Tuesday, November 10, 2009

Open Government and Citizen Responsibility

I had a couple things happen today that reminded me how the concepts of "open government" (or "transparency") and "citizen responsibility" go hand in hand.

First, I was interviewed on a talk radio show in Michigan by a very thoughtful host (yes, they're out there) who wanted to know how people can be most effective in getting their message across to their legislators. He noted that many people are distressed about all the terrible things they hear about the major initiatives making their way through Congress (health care reform and climate change legislation being the most recent examples). How can an average citizen, he wondered, sort through it all?

The answer, quite simply, is they can't. Hey, I'm sorry to say it, but it's frankly impossible for anyone -- average citizen or Nobel prize winner -- to sort through the thousands of bills introduced in Congress and understand and have a thoughtful perspective on all of them. It's hard for most of us to do that for just one bill.

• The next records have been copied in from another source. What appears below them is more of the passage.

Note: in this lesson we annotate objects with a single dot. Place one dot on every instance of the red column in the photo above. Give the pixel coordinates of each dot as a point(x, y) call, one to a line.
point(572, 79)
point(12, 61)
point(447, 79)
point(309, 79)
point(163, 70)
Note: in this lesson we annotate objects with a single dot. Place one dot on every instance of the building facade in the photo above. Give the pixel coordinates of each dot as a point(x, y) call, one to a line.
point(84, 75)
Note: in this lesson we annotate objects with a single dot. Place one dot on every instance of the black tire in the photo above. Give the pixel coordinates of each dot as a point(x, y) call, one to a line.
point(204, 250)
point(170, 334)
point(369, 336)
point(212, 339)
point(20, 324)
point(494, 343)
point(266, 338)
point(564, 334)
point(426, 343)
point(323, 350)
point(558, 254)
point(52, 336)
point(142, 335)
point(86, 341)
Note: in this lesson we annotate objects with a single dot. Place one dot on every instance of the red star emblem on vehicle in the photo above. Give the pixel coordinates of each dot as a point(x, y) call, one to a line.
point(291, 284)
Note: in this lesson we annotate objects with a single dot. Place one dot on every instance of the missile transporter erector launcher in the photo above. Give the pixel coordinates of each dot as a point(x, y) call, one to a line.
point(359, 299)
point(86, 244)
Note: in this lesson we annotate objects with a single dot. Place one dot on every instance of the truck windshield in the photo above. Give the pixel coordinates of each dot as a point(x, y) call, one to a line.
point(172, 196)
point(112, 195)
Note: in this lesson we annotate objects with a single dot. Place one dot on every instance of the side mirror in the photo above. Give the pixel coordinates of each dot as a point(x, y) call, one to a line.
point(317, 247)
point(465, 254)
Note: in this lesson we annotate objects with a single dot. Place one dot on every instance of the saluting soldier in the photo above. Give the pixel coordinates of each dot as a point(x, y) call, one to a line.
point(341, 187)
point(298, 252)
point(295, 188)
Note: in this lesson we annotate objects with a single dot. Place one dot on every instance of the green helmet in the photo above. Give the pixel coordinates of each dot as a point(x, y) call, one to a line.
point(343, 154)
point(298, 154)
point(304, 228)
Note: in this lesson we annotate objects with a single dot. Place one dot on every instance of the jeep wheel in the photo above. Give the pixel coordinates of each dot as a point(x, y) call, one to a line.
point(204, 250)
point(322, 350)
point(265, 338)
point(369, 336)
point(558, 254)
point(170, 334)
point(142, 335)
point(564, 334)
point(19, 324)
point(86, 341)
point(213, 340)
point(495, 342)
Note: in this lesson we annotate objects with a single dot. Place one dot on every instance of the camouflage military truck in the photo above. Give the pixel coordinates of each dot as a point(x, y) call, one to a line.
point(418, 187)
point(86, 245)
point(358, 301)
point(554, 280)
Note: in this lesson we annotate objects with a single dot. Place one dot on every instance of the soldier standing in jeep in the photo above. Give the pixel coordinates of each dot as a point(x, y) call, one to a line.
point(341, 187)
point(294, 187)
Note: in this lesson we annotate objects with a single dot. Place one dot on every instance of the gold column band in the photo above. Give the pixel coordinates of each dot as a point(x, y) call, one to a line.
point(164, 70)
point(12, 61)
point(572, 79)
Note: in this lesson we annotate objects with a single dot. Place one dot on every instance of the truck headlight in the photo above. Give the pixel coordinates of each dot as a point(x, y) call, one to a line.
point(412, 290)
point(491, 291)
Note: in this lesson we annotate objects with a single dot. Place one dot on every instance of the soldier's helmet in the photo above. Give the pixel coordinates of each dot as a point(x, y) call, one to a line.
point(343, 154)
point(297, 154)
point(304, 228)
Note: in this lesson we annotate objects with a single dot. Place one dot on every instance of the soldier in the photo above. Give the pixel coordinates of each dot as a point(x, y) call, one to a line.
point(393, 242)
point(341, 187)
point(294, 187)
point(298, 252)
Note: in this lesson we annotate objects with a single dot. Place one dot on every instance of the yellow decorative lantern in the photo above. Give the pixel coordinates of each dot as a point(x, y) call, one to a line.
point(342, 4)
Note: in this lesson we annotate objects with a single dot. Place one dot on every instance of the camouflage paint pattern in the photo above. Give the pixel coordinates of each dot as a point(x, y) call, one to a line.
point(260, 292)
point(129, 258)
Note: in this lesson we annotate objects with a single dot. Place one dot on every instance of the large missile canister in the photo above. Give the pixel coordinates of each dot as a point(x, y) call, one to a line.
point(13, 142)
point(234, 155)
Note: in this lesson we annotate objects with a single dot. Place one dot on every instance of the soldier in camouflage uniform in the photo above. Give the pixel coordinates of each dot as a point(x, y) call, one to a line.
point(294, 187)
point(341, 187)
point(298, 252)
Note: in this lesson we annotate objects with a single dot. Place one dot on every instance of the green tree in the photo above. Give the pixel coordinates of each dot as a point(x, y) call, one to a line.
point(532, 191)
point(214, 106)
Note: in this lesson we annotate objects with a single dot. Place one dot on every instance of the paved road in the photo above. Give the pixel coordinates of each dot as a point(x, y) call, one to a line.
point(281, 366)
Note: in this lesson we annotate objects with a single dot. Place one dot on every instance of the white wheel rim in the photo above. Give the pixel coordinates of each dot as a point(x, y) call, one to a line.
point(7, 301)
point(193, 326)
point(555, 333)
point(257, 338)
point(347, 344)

Frankly, that's why we have (gasp!) special interests. The people within these organizations spend a great deal of time culling through all the various bills making sure that the people they represent aren't harmed (or are helped) by the bill. If you're employed by someone, a member of a group like the AARP, HSUS or even the NRA, have ever bought anything or, ummm, breathe, chances are you've got one of those special interests working for you. And that's GOOD news. Thanks goodness we don't have to track down all this stuff ourselves.

This perspective was further solidified when I listened in on the Kojo Nnamdi show's great session on Open Government (more information on the WAMU website). The guests (from the Sunlight Foundation and Adobe) talked about the work they're doing to make Congressional information more accessible -- and what can be done to improve access to that information.

I'm 100% in agreement that nothing should be hidden. Bills should be posted, statements should be made public, citizens should know what their money is being spent on. At the same time, I also think more needs to be done to explain the significance of the information we're so busy pumping out. All the best information in the world isn't valuable unless people understand it in the context of the legislative process.

In short, I'm all for open government. But with that openness comes, I believe, a measure of citizen responsibility. We must, as Socrates might say, know what we don't know about issues and be willing to learn and explore the various nuances. That will be far more productive, and serve our democracy far better, than angry outbursts at what we've "heard" about particular bills.